Mark Reinhold mr at sun.com
Fri Feb 5 12:07:53 PST 2010


> Date: Fri, 05 Feb 2010 10:55:02 +0100
> From: Patrick Wright <pdoubleya at gmail.com>

> I'd like to quickly note three use cases which come up in real-world
> module distribution, ...
> 
> 1) The module artifact has a checksum by which the repository manager
> (e.g. Maven) can determine if the local copy of the artifact is
> up-to-date. AFAIK, this is to cover the case that an artifact was
> updated in-place.

The hash in a module file's main header can be used for this purpose.

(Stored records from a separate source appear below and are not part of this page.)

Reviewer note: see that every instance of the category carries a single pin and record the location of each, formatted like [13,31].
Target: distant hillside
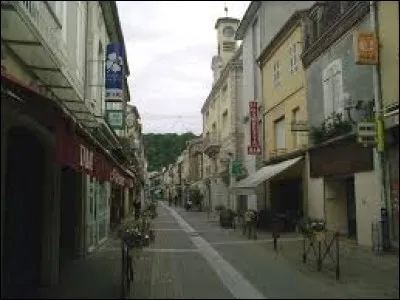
[164,149]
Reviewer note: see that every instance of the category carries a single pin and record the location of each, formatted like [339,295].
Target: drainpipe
[84,181]
[380,155]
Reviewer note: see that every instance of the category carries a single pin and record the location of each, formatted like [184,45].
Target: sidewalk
[363,274]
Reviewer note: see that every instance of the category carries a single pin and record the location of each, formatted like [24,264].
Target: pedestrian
[137,206]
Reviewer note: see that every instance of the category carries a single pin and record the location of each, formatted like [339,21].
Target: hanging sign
[365,48]
[254,148]
[115,118]
[114,73]
[86,158]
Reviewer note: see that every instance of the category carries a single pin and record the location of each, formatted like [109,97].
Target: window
[277,74]
[256,52]
[224,89]
[57,10]
[279,130]
[296,135]
[293,58]
[333,88]
[101,65]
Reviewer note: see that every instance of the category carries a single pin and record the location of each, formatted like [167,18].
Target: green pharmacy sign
[115,118]
[236,168]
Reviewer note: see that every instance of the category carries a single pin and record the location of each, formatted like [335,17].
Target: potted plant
[227,217]
[197,197]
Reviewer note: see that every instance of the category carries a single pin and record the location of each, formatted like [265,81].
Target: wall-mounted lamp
[359,105]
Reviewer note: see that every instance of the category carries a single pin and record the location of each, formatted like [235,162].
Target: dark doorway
[242,203]
[23,224]
[68,219]
[286,201]
[351,208]
[116,209]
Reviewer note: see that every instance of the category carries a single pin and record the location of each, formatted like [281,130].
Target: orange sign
[365,48]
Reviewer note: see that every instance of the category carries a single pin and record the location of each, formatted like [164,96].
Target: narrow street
[194,258]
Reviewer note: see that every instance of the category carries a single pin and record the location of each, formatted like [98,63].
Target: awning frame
[254,180]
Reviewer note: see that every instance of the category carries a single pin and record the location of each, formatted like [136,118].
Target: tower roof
[226,20]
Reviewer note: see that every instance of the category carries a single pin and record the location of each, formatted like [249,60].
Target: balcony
[327,22]
[211,145]
[30,30]
[196,147]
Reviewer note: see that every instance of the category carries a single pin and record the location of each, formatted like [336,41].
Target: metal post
[122,270]
[319,260]
[380,158]
[230,180]
[337,257]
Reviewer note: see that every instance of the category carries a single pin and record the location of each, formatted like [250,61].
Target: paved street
[194,258]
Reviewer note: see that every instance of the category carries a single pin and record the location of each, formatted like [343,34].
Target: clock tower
[226,29]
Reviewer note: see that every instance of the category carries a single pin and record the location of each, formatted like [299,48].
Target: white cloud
[169,46]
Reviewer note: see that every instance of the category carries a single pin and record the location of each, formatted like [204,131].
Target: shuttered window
[333,88]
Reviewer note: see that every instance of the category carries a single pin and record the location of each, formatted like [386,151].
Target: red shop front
[104,186]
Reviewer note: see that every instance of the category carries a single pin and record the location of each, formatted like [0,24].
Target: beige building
[220,126]
[388,35]
[285,113]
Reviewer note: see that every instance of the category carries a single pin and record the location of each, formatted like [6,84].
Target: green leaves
[164,149]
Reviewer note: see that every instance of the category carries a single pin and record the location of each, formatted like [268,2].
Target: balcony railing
[41,16]
[277,152]
[211,144]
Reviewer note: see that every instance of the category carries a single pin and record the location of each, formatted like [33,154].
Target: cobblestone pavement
[178,266]
[195,258]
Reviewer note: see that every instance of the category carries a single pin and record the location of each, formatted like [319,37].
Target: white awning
[264,174]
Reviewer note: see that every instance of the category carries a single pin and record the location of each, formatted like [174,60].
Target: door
[91,214]
[351,208]
[103,211]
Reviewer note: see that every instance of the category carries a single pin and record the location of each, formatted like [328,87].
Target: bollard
[122,270]
[385,230]
[319,260]
[304,251]
[337,257]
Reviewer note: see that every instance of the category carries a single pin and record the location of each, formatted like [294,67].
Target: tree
[164,149]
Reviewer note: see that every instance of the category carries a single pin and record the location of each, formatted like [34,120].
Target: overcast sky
[169,48]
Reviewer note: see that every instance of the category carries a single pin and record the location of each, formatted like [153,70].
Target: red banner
[254,147]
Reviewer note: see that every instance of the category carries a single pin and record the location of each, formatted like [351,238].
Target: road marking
[160,222]
[158,250]
[239,286]
[257,241]
[167,229]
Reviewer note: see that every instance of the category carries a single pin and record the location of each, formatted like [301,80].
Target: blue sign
[114,72]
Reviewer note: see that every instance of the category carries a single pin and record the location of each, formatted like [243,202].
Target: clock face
[228,31]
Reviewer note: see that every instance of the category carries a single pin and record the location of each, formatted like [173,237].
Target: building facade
[285,116]
[220,124]
[388,36]
[260,23]
[345,193]
[63,211]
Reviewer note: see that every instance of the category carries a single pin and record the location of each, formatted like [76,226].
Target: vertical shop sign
[114,72]
[254,147]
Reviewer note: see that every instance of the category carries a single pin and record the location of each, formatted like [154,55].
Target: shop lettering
[86,158]
[116,177]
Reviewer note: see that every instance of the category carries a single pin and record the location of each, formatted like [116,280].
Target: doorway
[68,216]
[23,226]
[351,208]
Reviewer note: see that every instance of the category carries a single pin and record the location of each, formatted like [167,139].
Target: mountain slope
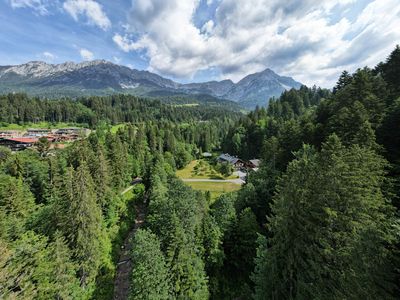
[100,77]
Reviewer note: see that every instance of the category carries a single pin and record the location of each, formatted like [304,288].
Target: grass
[215,188]
[37,125]
[201,169]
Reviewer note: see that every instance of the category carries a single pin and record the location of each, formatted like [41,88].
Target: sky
[199,40]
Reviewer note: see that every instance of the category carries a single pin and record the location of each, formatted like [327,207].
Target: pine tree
[84,223]
[329,218]
[149,274]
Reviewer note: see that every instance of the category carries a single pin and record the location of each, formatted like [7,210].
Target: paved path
[236,181]
[124,266]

>                   This in turn can happen if the distributor makes a
> small mistake in packaging, for example, but does not want to rev the
> version number, or within teams, using a single "snapshot" version
> which is regularly overwritten. ...

I share Brian Pontarelli's concerns regarding in-place updates and
snapshot versions, though in a module system -- as opposed to a build
system -- I'm not sure I'd go so far as to forbid them outright.

> 2) An open source project publishes a key by which the artifact can be
> verified as authentic. Most often I've seen this in projects from
> Apache, where the end user is asked to verify the artifact manually
> after download, and the hash is posted on a web page. AFAIK, the use
> case is to verify that the artifact was not swapped or tampered with
> by some third-party on the hosting servers.

This convention is common; it's not specific to Apache.  It's susceptible
to the obvious man-in-the-middle attack, however, so you can't completely
trust it.

> 3) Signed JARs, which we already know about.
> 
> Given the increasing reliance I see in my own team and among my
> colleagues elsewhere on open source software, it seems that having a
> standard, fairly straightforward and at best automated way to handle
> case #2 would be valuable.

That case will be handled automatically.  A module-file repository will
have a catalog which includes the hash of every published module file,
and the downloader will check that the hash of a newly-downloaded module
file matches the corresponding hash in the catalog.